Generally considered his masterpiece, City Lights stars Chaplin as his iconic Tramp character. He is certainly at the height of his immense talent. Exercising complete creative control, Chaplin also directed the film, wrote the screenplay, produced it, did the editing, and composed the effective score. Essentially a love story, Chaplin unfolds the tale with some of the most hilarious comedy sequences ever filmed.
Audiences today have little appreciation for the genius of Chaplin. It's on view here in his unparallelled comedic timing and inventive physicality, and through his uncanny ability to evoke deep feelings from the viewer without dialog. Chaplin made this film four years after talkies revolutionized the film industry and altered what audiences came to expect from films. His two great contemporaries, Buster Keaton and Harold Lloyd, had already abandoned silent films, and for all intense and purposes retired with the advent of sound.
It was a big risk. After all, the nation was in the midst of the Depression and understandably, audiences were increasingly discerning as to how they spent entertainment dollars. But Chaplin was an immensely confident man. He believed in his ability as an artist able to transcend the age. The result is evident in every scene.
We are introduced to the Tramp in the opening sequence. A mayor is giving a speech before a civic crowd. Chaplin uses a series of unintelligible high-pitched squeaks and sounds to represent the typical bloated political speech. It sounds reminiscent of the noises used for adult speech in 1960's Charlie Brown Peanuts television specials. Someone pulls the cord to lower the canvas cover to unveil a hidden monument. The Tramp is asleep in the arms of one of the figures. The crowd hollers for him to remove himself, and when he tries, his pants get stuck on the sword of another, reclining figure. As the band strikes up the National Anthem, the vagrant removes his hat and places it on his heart.

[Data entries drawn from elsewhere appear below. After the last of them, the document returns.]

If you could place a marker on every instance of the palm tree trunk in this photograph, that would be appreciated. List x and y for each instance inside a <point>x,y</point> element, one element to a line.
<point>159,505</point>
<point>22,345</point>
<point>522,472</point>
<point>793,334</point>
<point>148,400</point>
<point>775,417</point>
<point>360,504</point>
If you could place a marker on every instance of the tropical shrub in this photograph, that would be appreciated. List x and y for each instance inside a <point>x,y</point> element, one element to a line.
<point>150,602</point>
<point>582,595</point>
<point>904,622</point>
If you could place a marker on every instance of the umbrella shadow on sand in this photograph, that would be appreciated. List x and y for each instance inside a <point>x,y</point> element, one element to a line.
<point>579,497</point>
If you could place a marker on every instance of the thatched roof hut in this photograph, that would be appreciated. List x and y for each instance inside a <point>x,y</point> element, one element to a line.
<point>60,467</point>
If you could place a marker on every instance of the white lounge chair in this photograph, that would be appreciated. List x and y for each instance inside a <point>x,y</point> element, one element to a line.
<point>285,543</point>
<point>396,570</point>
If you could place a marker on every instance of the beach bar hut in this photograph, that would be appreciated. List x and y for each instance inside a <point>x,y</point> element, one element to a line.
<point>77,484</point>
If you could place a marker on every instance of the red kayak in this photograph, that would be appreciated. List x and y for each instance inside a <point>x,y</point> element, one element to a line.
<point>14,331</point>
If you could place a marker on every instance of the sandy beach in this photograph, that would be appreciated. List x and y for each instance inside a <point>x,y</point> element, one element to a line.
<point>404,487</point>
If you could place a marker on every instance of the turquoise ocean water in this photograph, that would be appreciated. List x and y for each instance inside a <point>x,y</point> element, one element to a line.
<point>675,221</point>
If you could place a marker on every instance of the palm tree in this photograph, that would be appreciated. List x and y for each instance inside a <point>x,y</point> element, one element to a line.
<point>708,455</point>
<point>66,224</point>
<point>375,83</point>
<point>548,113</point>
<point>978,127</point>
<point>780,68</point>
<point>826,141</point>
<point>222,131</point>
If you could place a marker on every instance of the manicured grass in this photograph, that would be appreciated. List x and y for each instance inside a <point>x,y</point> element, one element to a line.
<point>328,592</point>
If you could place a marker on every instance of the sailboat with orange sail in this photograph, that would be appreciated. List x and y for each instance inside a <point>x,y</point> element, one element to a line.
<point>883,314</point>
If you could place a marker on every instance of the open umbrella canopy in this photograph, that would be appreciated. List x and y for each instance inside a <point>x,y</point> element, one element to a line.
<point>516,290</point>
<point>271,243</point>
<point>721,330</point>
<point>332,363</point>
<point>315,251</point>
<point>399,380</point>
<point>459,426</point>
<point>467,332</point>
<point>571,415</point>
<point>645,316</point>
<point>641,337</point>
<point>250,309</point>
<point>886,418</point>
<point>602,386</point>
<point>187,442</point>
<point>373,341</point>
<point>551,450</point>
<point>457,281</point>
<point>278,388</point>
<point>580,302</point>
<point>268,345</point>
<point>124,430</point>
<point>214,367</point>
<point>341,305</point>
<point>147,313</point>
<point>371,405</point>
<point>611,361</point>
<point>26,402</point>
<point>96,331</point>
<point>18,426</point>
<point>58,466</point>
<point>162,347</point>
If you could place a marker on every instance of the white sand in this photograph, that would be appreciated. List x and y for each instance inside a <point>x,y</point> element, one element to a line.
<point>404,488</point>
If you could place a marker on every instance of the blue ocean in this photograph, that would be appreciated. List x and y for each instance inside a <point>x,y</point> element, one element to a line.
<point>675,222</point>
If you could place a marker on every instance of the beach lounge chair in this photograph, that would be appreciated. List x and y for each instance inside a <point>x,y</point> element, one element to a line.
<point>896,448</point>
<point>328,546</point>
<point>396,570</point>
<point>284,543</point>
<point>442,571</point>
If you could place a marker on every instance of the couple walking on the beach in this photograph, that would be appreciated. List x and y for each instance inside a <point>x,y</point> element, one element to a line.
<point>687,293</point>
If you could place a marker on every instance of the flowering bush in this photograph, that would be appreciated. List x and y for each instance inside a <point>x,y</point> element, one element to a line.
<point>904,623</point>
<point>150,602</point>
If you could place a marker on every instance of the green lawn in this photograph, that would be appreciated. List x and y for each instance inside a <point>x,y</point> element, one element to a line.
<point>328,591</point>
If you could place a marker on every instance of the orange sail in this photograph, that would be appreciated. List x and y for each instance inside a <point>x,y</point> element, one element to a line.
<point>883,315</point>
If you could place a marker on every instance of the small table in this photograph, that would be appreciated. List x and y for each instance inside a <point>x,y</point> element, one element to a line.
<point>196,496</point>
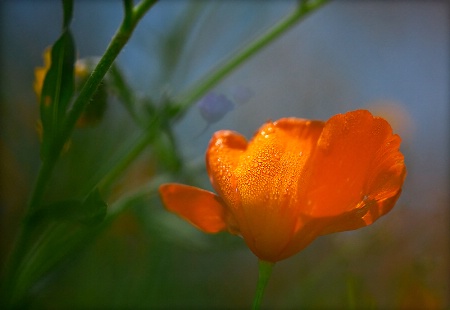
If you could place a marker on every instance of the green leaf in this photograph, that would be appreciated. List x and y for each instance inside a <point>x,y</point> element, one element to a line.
<point>57,90</point>
<point>68,9</point>
<point>93,210</point>
<point>90,211</point>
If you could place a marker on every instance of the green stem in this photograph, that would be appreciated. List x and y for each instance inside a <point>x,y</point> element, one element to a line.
<point>141,143</point>
<point>201,87</point>
<point>265,270</point>
<point>117,43</point>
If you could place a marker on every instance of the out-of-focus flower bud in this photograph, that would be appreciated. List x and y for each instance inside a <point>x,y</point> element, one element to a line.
<point>241,94</point>
<point>213,107</point>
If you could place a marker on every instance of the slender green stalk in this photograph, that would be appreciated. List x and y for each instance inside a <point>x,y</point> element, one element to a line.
<point>265,270</point>
<point>199,89</point>
<point>141,143</point>
<point>117,43</point>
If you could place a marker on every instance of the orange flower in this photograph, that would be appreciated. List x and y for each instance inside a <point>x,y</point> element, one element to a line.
<point>294,181</point>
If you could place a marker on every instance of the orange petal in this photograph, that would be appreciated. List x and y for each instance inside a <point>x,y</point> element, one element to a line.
<point>356,172</point>
<point>267,177</point>
<point>201,208</point>
<point>222,158</point>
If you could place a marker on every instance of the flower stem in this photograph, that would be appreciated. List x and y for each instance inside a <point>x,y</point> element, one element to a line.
<point>200,88</point>
<point>265,270</point>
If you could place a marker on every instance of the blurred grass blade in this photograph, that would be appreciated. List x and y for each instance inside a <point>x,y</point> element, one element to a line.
<point>68,10</point>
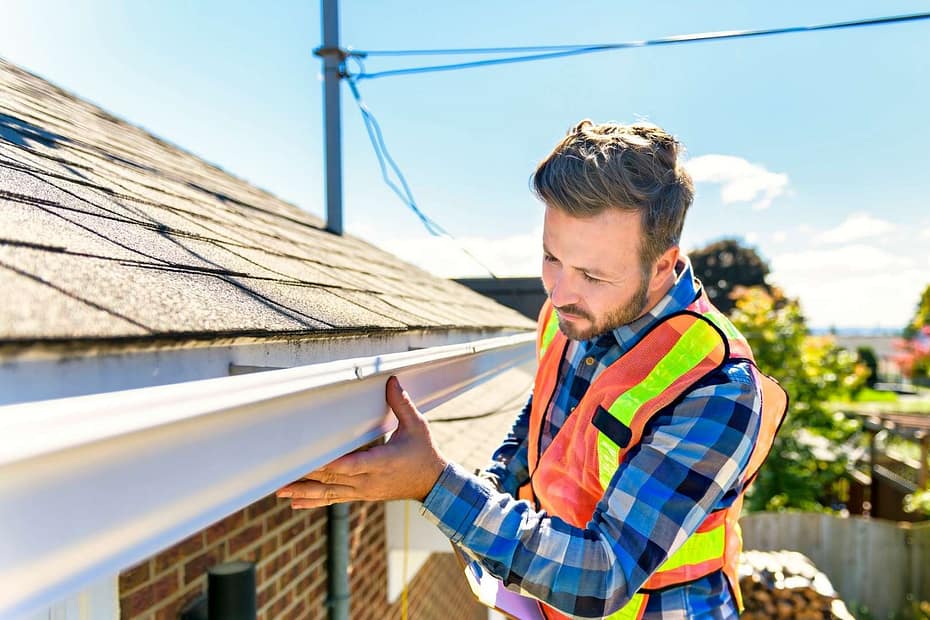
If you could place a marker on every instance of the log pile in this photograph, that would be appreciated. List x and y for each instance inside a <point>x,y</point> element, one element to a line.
<point>786,584</point>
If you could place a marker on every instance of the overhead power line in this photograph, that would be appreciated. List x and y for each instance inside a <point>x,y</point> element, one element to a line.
<point>401,188</point>
<point>546,52</point>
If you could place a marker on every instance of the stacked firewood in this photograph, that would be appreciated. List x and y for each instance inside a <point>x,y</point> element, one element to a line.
<point>786,584</point>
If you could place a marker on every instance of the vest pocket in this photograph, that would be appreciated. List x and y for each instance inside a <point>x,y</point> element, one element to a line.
<point>614,429</point>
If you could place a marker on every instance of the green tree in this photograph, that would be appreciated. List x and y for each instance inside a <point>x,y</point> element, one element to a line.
<point>921,315</point>
<point>813,370</point>
<point>725,266</point>
<point>914,355</point>
<point>867,356</point>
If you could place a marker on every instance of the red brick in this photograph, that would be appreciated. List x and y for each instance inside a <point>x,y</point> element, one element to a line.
<point>279,517</point>
<point>244,538</point>
<point>292,531</point>
<point>134,577</point>
<point>276,564</point>
<point>280,604</point>
<point>197,567</point>
<point>149,595</point>
<point>265,594</point>
<point>222,528</point>
<point>173,555</point>
<point>262,552</point>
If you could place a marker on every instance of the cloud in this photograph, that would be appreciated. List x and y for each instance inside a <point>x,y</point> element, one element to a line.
<point>740,180</point>
<point>857,226</point>
<point>854,285</point>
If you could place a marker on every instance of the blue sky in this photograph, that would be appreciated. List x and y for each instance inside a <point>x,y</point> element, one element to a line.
<point>813,148</point>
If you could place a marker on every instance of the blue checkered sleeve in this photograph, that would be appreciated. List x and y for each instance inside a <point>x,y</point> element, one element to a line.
<point>509,464</point>
<point>688,464</point>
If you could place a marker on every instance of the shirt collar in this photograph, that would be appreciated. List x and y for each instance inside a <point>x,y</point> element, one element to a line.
<point>684,291</point>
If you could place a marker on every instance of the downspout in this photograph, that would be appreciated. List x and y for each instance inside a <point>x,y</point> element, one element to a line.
<point>337,537</point>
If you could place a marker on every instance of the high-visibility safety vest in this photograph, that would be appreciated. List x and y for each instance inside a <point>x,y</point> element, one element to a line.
<point>570,476</point>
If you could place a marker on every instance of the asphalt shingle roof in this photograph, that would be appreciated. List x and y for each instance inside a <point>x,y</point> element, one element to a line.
<point>107,232</point>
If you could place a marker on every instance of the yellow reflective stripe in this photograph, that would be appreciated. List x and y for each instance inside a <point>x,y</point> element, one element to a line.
<point>608,458</point>
<point>700,547</point>
<point>690,349</point>
<point>726,326</point>
<point>552,326</point>
<point>631,610</point>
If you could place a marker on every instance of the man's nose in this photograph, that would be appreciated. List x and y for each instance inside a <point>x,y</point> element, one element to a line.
<point>563,292</point>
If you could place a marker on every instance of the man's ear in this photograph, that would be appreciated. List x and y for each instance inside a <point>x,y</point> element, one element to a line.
<point>663,270</point>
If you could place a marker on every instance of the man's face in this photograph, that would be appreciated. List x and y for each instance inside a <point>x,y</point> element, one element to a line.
<point>592,272</point>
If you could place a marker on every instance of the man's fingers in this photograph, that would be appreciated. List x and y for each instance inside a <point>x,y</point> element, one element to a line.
<point>315,491</point>
<point>399,401</point>
<point>329,476</point>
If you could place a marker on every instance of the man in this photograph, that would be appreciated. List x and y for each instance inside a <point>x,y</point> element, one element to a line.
<point>647,420</point>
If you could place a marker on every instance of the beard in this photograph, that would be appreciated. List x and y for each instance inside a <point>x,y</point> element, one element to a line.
<point>613,319</point>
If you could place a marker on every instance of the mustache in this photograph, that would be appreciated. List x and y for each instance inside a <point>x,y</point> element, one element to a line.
<point>573,309</point>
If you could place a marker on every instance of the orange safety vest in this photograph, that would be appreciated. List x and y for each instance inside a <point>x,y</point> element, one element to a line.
<point>569,478</point>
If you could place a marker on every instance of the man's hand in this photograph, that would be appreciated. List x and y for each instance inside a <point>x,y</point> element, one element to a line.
<point>406,467</point>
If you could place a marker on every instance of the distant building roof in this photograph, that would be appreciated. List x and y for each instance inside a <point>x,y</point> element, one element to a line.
<point>109,233</point>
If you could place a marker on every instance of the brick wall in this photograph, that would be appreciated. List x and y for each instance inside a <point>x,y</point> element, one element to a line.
<point>439,592</point>
<point>289,549</point>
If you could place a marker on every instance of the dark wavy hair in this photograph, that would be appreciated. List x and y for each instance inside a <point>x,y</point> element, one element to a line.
<point>633,167</point>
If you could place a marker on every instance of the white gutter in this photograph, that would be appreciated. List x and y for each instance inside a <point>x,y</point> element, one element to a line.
<point>93,484</point>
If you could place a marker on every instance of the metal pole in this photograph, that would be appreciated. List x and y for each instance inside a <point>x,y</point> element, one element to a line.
<point>333,58</point>
<point>337,536</point>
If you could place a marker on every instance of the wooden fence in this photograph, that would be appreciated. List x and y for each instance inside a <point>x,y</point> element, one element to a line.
<point>883,565</point>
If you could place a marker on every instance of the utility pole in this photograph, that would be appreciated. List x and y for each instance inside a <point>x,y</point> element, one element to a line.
<point>333,57</point>
<point>337,516</point>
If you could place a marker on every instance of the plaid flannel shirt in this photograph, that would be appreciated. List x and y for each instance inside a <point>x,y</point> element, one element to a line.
<point>688,464</point>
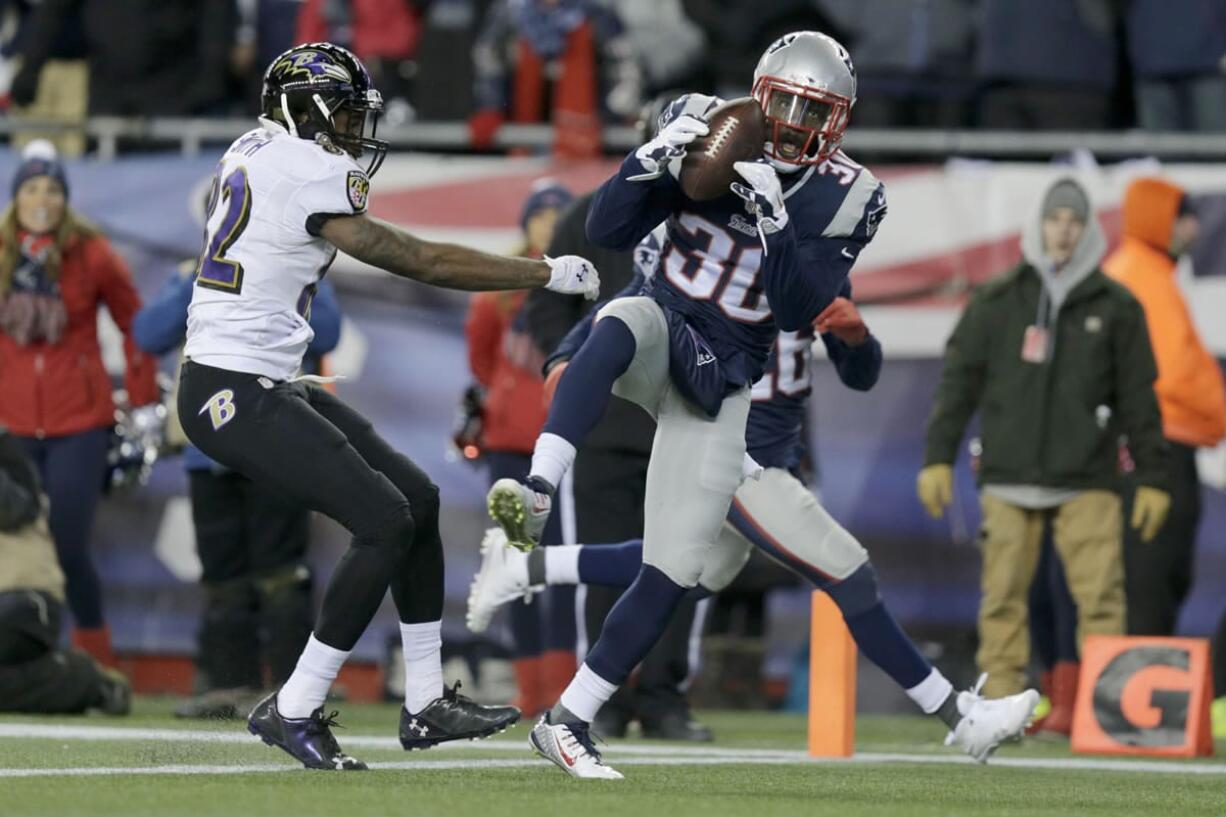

Several other sight gags will likely draw a chuckle from the viewer: the Tramp stops to admire the figure of a naked woman in a window, stepping on and off a freight elevator in the sidewalk as it alternatively rises and falls to gain better perspective; most of several bottles of champagne end up in his pants; and at a party, he mistakes a man's bald head for a plate of food. One of the best takes place during a sequence with the drunken millionaire as the two friends share dinner at a nightclub. While eating a plate of spaghetti, a curly streamer from the ceiling falls onto Charlie's plate and winds up in his mouth. He chews and chews but can't seem to come to the end of this "noodle."
A long noodle. |
What follows is one of Chaplin's best set pieces, the boxing match. The winner will earn $50. It is choreographed to perfection, with Charlie using the referee as a shield, bouncing in a funny shuffle to keep the man between himself and his opponent. The music Chaplin overlays to the scene works beautifully. Charlie lands several punches, gets the bell cord stuck around his neck, and even vaults off the ropes a few times to catapult himself into the stomach of his foe, but eventually he is knocked unconscious and loses the fight.
Like all great silent films, there is much in a closeup. Chaplin and the other actors amuse the audience with some wonderful expressions of fear, false courage, and disdain. Hank Mann plays the Tramp's ring opponent. Nearly always listed as "uncredited," Mann would have a long film career. Here he is wonderfully dour.
The famous fight scene. |
The final moments are special, and rank with the great emotional endings in all of film. Chaplin demonstrates that he was more than a mere director of film, he was a poet, able to weave pathos and humor together to produce magic. It is several months later. Released from jail, the tramp encounters the girl; with sight restored, she is now the owner of a prosperous flower shop. She takes pity on the strange vagrant and offers him a coin and a flower. Their hands touch, she recognizes the feel of his, and it suddenly dawns on her who is standing before her, her mysterious benefactor, not a rich man but a homeless one.
Virginia Cherill plays the blind flower girl. She is lovely and later married Cary Grant.
Films competing with City Lights that year for audiences included two horror classics: Dracula and Frankenstein; two classic gangster movies: The Public Enemy and Little Caesar; and that year's Best Oscar-winning film and epic Western, Cimarron. Still, City Lights impressively was the fourth highest grossing film.
City Lights was named to the National Film Registry in 1971, the third induction class. It should have been in the inaugural group.